Adams'ın yemek yeme ritüeli bittikten sonra beni rahat bırakmıştı , bende sınıfa çıkıp kitap okumayı düşlüyordum. Ama bu hayalim biraz zorlaşmıştı çünkü sıramda o oturuyordu ; jess. Ders bitmişti ve tekrarı yapılmayacaktı hala sınıfta ve de benim sıramda ne işi vardı? Sanki birşey arar gibi kafasını telefondan kaldırmıyordu. Ben sınıfa girince güzel yüzünü kaldırdı ve gözleriyle gülümsedi. Gülüşüne kafa sallayarak karşılık verdim. Aptal anastasia ! Kafa sallamak da neyin nesiydi? Neden sende gülmedin ki? Ya da birşey yapmayadabilirdin. Şimdi kafa sallamanla kaldın. Ne kadar da salaktım. Nasıl böyle heyecanlandırıyordu beni? Ben iç sesimle boğuşurken "oturmayacak mısın?" dedi en tatlı sesiyle. O sese nasıl oturmazdım? Yanına doğru ilerledim , çantamdan okumak için kitabımı çıkarırken , meraklı bakışlarla beni izliyordu .

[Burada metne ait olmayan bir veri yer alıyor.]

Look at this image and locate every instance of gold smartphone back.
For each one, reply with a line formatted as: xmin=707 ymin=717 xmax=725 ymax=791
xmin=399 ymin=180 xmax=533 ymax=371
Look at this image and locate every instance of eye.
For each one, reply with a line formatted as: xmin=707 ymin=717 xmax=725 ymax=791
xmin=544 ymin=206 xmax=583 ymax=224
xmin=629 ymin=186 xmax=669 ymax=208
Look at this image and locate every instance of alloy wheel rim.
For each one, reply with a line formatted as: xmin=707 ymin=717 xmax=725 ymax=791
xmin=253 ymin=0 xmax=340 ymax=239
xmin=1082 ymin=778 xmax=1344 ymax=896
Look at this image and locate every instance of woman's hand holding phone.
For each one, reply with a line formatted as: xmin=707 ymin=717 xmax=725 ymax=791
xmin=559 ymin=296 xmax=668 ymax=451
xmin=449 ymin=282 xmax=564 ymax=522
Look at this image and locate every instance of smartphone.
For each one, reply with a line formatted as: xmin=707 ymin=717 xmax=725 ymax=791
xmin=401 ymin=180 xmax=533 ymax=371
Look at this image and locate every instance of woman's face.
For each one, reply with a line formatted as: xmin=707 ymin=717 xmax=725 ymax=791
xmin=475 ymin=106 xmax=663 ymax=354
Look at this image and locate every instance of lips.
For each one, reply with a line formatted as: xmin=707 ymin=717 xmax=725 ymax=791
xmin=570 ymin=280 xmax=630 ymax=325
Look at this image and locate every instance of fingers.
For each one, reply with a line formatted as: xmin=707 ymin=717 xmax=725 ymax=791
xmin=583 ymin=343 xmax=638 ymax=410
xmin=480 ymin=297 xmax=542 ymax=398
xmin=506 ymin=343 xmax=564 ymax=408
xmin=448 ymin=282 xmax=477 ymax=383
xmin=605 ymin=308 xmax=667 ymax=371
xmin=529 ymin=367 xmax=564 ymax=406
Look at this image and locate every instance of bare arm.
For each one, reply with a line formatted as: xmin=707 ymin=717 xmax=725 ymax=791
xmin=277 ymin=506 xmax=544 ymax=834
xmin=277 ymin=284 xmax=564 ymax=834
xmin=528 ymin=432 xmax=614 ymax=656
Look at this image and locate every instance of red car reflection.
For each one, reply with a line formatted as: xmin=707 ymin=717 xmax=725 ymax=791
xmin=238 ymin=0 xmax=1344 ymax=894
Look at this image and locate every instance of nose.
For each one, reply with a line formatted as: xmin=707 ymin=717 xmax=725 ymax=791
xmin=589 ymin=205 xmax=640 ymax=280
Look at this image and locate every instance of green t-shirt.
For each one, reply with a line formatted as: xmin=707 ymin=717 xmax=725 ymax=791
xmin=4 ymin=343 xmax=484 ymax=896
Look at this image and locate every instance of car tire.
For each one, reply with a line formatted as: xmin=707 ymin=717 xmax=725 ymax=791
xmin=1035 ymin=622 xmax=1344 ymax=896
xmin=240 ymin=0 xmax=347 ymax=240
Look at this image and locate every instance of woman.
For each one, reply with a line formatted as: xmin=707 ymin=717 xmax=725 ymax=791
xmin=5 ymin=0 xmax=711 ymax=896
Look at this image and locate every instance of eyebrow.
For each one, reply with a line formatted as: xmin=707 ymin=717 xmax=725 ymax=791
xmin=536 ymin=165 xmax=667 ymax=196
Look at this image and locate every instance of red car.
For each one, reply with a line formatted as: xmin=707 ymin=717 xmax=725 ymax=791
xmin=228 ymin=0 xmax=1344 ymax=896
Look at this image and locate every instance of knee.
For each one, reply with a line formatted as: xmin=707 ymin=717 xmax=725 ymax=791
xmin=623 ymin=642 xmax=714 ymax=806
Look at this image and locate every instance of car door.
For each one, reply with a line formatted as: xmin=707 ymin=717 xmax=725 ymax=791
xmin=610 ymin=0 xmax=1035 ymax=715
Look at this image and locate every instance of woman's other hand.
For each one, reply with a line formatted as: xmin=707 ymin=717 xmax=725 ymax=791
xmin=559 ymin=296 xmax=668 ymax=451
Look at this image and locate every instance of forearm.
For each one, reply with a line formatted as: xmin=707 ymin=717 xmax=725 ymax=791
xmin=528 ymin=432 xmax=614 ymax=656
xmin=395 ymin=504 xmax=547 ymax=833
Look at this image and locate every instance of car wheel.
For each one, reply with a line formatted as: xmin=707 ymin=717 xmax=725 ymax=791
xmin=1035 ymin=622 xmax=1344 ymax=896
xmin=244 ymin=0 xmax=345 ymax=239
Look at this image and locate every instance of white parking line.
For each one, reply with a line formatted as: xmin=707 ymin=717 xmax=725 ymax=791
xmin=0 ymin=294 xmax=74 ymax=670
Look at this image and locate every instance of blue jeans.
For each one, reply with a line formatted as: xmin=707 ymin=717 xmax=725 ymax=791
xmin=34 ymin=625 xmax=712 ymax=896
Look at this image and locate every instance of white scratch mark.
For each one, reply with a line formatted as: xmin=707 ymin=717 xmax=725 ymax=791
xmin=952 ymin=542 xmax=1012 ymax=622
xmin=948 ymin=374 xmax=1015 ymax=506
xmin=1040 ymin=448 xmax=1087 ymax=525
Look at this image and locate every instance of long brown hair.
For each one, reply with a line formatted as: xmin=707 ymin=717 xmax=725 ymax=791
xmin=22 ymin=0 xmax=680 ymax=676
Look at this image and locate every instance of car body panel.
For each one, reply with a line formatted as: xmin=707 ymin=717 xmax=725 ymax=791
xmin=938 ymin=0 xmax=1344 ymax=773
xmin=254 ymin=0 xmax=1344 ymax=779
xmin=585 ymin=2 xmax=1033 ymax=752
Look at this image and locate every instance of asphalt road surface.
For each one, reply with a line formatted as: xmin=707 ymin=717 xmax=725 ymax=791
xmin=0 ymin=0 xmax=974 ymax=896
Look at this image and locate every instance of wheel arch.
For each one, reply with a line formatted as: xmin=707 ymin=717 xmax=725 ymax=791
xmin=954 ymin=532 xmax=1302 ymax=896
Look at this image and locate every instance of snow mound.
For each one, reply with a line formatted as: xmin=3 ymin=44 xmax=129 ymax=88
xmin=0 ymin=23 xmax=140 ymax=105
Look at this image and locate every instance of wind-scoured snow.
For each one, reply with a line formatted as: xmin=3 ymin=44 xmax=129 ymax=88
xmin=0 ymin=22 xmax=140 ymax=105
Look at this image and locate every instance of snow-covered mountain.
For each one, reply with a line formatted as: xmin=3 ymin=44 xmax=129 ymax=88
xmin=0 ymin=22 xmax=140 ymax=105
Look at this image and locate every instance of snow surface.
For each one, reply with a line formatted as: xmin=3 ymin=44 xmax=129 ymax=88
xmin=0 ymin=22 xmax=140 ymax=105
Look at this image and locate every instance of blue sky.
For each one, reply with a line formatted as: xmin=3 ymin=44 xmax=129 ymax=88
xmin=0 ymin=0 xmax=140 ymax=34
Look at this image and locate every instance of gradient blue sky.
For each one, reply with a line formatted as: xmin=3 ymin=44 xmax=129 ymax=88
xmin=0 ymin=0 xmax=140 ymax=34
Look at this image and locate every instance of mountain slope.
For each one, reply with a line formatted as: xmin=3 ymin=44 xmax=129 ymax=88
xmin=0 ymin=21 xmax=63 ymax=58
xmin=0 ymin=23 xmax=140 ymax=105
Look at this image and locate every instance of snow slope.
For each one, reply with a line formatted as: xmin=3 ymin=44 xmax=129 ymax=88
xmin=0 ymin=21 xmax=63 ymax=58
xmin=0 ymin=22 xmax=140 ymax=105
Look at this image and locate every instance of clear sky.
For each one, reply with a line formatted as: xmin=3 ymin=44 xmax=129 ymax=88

Kitapları sever misin? Dedi yüzünü benim tarafıma çevirmeden kitabımla ilgilenirken.
Şuan kitabıma baktığı için kitabımı kıskanmıştım. Hayal ediyordum , şuan onun bakışları altında ezilmeyi,sayfalarıma parmaklarıyla narince dokunuşlarını,satırlarımdan gözlerini ayırmayışını... Hala sorusuna cevap vermemiş olacaktım ki suratını bana çevirdi . Hemen düşüncelerimden sıyrılıp sorusunu hatırlamaya çalıştım. Ha işte bulmuştum!
-Beni uzaklara götüren herşeyi seviyorum,tıpkı gözlerin gibi..
Hıı? Dedi afallamış bir şekilde gözlerini kocaman açarken.
Bana bakıyordu , bana dönmüştü , oturuşunu bana göre düzeltmişti . Lanet olsun sesli mi düşünmüştüm? Az önce ben ne dedim? Gözlerin gibi mi ? Beni uzaklara götüren mi? Jess ? Gözleri ? Ben? Uzaklar ? Kesinlikle benden bir cevap bekliyordu . Bu durumu düzeltmeliydim . Ama lanet olası nöronlarım yine ortada yoktu. Beni yine yalnız bırakmışlardı. Ne diyecektim? Birşey demeliydim. Hadi,hadi.. Aah işte ilk defa sevindim ; ders başladı ve KURTULDUM.